Key Western Sydney infrastructure projects will be canned, all because of the NSW Liberals’ mismanagement of infrastructure delivery, according to the government’s latest infrastructure report.  
 
The NSW Liberal Government’s State Infrastructure Strategy 2022-2042 flags a number of key Western Sydney projects will be cancelled, as the region experiences a surge in population while continuing to endure lower access to transport infrastructure.
 
Over the next 20 years Western Sydney will grow by 1.36 million people, from 2.8 to 4.1 million people. That is a 49 per cent increase, and a 63 per cent or two thirds proportion of NSW’s total growth over that time.
 
Meanwhile, all eight of Western Sydney’s local government areas (LGAs) are in the third of Sydney’s LGAs with the least access to public transport, according to the McKell Institute report titled ‘Funding the Infrastructure of Tomorrow’.
 
The report also notes that the government is running out of money from its past privatisations, and suggests further privatisation of the taxpayers’ transport assets to make up for the shortfall.
 
A road user charge and public transport fare hike have also been foreshadowed by the report, the second such government report to do so.
 
Comment from Chris Minns, NSW Labor Leader:
 
“The Government went to the last election – saying you can have it all, and no privatisation.
 
“The government has wasted over $25 billion and counting in cost blowouts on major projects – many in Sydney’s east and north.
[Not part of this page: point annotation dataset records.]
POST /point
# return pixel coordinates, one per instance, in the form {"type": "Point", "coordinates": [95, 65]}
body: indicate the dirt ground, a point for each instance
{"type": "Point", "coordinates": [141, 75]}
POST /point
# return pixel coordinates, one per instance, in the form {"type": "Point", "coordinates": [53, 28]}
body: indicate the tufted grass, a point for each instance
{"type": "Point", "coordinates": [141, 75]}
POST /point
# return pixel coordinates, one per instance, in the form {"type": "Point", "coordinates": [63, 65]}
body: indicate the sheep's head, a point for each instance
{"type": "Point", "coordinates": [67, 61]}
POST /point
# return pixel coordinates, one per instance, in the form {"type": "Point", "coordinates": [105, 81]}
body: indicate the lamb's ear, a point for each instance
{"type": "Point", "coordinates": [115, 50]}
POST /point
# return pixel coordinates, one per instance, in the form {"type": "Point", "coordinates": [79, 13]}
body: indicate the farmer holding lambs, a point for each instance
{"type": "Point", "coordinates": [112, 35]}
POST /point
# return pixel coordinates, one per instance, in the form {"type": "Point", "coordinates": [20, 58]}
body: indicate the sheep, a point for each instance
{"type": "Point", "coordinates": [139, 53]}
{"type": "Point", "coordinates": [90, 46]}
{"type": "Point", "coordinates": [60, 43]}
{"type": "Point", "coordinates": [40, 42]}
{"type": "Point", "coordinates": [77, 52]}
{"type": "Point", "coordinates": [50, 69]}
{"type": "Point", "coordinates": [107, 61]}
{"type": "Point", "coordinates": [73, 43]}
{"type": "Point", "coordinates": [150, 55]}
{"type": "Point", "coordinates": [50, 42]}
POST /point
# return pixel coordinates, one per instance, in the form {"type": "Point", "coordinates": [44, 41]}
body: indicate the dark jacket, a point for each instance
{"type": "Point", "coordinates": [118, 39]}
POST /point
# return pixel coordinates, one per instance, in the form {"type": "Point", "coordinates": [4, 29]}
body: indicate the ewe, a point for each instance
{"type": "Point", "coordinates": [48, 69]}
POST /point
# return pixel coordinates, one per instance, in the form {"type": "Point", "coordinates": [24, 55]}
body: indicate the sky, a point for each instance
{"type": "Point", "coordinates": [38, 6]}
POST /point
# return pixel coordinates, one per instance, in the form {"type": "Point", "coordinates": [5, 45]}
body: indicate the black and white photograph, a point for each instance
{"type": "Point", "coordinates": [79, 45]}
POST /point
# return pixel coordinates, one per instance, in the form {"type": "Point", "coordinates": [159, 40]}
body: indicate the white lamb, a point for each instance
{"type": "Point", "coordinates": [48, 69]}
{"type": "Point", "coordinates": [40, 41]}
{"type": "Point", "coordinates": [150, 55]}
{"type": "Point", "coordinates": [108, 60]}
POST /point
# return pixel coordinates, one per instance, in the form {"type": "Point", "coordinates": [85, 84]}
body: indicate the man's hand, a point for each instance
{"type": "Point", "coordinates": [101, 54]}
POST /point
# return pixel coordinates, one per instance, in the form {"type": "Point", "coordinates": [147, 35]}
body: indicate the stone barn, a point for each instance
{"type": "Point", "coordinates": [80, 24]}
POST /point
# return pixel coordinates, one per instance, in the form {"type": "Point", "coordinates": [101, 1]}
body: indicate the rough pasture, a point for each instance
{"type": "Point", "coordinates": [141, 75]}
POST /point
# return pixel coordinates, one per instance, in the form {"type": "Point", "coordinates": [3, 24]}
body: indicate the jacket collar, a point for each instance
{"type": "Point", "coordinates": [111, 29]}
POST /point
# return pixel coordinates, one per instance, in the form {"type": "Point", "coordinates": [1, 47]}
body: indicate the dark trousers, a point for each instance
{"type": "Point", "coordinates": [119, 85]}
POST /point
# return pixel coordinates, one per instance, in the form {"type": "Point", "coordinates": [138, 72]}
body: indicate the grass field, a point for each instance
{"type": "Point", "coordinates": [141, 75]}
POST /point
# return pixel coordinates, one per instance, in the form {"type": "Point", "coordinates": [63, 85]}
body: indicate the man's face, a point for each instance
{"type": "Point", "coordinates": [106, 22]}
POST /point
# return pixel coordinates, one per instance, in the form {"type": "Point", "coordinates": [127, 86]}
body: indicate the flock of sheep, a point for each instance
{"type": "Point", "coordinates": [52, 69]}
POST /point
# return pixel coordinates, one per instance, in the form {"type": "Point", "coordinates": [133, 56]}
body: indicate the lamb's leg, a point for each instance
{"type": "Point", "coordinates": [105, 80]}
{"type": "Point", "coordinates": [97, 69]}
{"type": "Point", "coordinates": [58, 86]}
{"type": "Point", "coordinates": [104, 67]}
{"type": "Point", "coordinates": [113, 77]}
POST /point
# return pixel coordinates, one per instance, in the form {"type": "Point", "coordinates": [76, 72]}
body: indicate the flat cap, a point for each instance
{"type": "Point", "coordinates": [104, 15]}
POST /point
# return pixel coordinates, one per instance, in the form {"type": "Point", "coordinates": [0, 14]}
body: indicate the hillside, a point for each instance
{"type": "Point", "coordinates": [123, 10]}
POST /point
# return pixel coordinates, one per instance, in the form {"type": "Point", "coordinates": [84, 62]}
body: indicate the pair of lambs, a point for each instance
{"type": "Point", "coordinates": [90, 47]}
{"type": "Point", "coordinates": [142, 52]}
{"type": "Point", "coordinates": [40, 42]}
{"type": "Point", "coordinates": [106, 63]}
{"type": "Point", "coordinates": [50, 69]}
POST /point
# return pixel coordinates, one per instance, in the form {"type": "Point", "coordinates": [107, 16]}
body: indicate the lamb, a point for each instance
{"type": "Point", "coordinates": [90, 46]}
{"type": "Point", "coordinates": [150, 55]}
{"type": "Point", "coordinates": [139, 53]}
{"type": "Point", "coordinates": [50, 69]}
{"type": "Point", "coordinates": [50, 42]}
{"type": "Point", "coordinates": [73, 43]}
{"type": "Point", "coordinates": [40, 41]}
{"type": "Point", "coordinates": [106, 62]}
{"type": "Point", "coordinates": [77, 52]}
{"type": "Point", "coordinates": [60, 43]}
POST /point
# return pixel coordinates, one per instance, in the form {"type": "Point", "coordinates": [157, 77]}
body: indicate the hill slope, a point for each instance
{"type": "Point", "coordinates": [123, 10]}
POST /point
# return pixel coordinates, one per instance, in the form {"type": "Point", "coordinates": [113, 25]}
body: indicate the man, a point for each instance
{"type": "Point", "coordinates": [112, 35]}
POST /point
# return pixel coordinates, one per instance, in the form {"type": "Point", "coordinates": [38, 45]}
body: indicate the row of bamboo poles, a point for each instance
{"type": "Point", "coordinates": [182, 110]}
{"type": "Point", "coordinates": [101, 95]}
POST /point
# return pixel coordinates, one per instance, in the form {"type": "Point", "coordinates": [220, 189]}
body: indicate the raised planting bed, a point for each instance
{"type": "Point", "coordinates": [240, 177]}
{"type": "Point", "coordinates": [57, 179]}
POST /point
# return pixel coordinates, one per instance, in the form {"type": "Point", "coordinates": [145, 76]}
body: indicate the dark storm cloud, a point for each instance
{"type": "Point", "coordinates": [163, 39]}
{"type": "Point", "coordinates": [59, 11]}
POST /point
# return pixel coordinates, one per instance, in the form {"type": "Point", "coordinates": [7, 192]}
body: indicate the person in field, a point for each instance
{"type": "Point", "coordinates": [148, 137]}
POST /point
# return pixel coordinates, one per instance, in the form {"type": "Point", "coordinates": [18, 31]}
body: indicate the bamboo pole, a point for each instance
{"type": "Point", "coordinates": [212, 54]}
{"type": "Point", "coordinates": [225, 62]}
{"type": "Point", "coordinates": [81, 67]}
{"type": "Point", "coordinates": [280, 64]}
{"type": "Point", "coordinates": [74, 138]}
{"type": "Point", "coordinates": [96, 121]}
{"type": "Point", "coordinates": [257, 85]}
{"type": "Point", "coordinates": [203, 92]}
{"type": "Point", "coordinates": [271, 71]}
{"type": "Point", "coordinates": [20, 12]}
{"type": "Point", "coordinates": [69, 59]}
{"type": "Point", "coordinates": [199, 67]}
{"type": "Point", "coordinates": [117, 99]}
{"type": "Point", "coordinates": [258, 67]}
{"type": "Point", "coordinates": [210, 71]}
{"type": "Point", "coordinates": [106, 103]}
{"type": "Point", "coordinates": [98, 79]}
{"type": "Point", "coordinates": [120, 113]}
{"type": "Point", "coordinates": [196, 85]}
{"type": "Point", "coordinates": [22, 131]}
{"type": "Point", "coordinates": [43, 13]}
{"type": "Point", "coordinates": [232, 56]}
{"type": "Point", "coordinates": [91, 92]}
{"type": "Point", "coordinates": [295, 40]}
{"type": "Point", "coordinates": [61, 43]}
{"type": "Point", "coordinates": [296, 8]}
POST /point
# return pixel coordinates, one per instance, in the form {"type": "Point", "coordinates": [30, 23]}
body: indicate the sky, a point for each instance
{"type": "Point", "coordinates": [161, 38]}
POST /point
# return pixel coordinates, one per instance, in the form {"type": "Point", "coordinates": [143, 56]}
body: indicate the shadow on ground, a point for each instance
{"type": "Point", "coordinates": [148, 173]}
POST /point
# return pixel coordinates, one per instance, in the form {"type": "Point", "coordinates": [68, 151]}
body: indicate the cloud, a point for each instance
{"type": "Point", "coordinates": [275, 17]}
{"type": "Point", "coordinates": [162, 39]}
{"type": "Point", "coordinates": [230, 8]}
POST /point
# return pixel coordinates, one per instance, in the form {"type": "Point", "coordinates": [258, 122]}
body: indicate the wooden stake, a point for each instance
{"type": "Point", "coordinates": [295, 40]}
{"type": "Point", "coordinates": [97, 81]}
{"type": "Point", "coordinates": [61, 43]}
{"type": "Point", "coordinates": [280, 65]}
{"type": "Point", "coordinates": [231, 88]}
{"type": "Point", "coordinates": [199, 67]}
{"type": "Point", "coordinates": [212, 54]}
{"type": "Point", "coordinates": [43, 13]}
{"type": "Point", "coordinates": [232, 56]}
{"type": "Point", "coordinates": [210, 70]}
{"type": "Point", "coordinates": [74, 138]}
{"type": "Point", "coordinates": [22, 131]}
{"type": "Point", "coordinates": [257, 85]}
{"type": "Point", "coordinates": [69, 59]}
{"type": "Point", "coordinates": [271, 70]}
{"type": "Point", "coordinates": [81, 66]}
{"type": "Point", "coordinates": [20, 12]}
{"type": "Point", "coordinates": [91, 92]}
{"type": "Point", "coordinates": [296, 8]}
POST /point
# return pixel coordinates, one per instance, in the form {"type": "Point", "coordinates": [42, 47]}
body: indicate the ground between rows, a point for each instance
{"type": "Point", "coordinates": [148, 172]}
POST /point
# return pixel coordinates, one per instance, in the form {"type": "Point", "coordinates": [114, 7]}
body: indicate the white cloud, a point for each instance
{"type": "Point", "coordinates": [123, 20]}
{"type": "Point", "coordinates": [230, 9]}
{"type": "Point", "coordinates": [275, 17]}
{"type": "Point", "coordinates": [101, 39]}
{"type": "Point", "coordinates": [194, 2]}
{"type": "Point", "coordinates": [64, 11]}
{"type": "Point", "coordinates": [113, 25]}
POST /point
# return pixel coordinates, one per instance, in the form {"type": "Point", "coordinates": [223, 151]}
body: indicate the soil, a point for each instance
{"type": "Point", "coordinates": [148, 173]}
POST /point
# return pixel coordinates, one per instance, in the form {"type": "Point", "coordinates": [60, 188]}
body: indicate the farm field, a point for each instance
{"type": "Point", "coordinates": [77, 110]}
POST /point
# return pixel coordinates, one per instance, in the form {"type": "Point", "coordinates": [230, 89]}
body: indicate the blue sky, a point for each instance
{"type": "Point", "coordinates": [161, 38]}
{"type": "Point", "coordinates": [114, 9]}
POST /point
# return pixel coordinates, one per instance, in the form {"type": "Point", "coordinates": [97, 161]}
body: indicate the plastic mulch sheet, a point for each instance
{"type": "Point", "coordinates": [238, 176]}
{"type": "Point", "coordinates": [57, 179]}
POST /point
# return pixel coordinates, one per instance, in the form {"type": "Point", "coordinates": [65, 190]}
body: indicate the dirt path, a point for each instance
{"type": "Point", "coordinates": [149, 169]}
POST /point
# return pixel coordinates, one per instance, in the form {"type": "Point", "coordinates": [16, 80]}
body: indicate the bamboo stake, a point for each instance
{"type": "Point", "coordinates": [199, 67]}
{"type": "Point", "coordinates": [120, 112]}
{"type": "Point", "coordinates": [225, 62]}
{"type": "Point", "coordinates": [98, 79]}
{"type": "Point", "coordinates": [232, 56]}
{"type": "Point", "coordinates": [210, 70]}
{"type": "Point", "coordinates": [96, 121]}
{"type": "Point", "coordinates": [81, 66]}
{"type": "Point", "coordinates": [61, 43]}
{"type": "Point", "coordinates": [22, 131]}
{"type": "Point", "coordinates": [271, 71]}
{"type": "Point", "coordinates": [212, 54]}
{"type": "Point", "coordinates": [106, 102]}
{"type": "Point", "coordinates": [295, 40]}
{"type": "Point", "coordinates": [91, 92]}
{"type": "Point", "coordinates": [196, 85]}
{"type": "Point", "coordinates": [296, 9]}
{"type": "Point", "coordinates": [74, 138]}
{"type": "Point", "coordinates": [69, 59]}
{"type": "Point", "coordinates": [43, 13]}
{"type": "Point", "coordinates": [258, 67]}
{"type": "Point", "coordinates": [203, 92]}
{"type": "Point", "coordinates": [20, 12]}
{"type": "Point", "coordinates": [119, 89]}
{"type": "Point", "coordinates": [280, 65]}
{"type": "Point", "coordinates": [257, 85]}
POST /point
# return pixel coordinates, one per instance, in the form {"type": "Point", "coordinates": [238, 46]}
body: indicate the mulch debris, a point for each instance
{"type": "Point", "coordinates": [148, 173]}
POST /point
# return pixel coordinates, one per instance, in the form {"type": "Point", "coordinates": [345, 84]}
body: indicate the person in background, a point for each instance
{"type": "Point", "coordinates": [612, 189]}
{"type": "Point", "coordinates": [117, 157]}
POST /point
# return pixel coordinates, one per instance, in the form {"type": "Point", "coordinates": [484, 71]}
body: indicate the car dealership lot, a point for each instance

Now that the money has run dry, Western Sydney residents are again the ones who miss out.”
 
Comment from John Graham, NSW Shadow Minister for Roads:
 
“This government has over-promised, now they are set to under-deliver.
 
“Outer suburban communities will pay the cost. The money has run out before these transport promises have been delivered.”
 
Comment from Jo Haylen, NSW Shadow Minister for Transport:
 
“They now find themselves in a situation where they have no other option but to cancel projects they promised communities, because they have run out of money from their privatisation agenda.”